This is the latest in a series of blogs exploring the use of liquid alternatives by advisors, based on reporting conducted among advisors for the August 2014 Investment Advisor cover story, Alts Are the Answer.
I get a lot of questions about liquid alternative funds, which are quickly becoming go-to investments for advisors looking for diversification. Many of these inquiries involve the portfolio constituents for such vehicles, and how liquid they would be in a volatile market environment such as the global financial crisis in 2008.
These concerns increased after Chuck Jaffe wrote ‘Is your ‘Alternative’ Fund a Ticking Time Bomb?’ on MarketWatch. The article raises a number of issues that need to be addressed.

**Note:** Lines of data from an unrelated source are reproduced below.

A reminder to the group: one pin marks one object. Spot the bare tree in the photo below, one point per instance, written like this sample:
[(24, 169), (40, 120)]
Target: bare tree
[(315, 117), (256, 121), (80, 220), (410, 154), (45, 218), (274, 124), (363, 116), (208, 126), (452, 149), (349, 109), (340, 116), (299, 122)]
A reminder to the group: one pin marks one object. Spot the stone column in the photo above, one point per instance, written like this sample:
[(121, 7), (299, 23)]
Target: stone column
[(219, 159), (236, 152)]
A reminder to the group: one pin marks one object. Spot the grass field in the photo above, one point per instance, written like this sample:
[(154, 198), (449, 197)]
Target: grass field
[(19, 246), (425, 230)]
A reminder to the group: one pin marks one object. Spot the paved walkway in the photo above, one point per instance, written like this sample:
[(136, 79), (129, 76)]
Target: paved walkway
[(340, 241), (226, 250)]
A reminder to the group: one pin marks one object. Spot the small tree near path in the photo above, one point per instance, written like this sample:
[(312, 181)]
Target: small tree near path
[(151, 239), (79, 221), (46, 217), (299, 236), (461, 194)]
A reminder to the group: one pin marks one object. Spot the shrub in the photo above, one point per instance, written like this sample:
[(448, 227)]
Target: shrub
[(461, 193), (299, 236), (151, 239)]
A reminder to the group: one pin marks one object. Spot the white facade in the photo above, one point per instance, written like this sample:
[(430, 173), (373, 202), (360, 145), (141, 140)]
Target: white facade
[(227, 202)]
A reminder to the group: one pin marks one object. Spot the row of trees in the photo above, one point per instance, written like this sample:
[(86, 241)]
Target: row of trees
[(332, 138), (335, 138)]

- The claim that the term liquid alternatives “typically means buying illiquid securities—things like private credits and some derivative issues—and turning them into a fund that is “liquid” because it can be bought or sold at any moment on the open market,” as quoted in the article—is unfounded. Liquid alternative strategies are designed to have market betas less than that of traditional funds, and their objectives can often be met by trading entirely liquid securities in nontraditional combinations.
- Liquid alternative funds have to comply with the same liquidity rules as all mutual funds. SEC rules allow 40-Act Funds to have 15% illiquid investments (those that cannot be sold within seven days).
- Illiquid securities are much more prevalent among traditional bond funds. Esoteric corporate credits litter many aggressive fixed income funds, which have become very popular in this yield-hungry environment.
The lack of current prices gives these funds “flexibility” in how they mark illiquid positions for month-end reporting, and can artificially reduce estimates of volatility and correlation. Fortunately, there are ways to measure this effect and thus identify which mutual fund returns are more risky than they appear.
- “Why would a mutual fund buy an illiquid security in the first place?” is a reasonable question. The answer is simple: because it increases performance. Better returns result in more assets, and thus more fees.
Liquidity should be thought of as another risk factor. Have you ever noticed that equal-weighted indexes outpace their cap-weighted cousins? Part of the reason is that the former are more risky from a liquidity standpoint than the latter, as smaller stocks make up a bigger portion of the portfolio.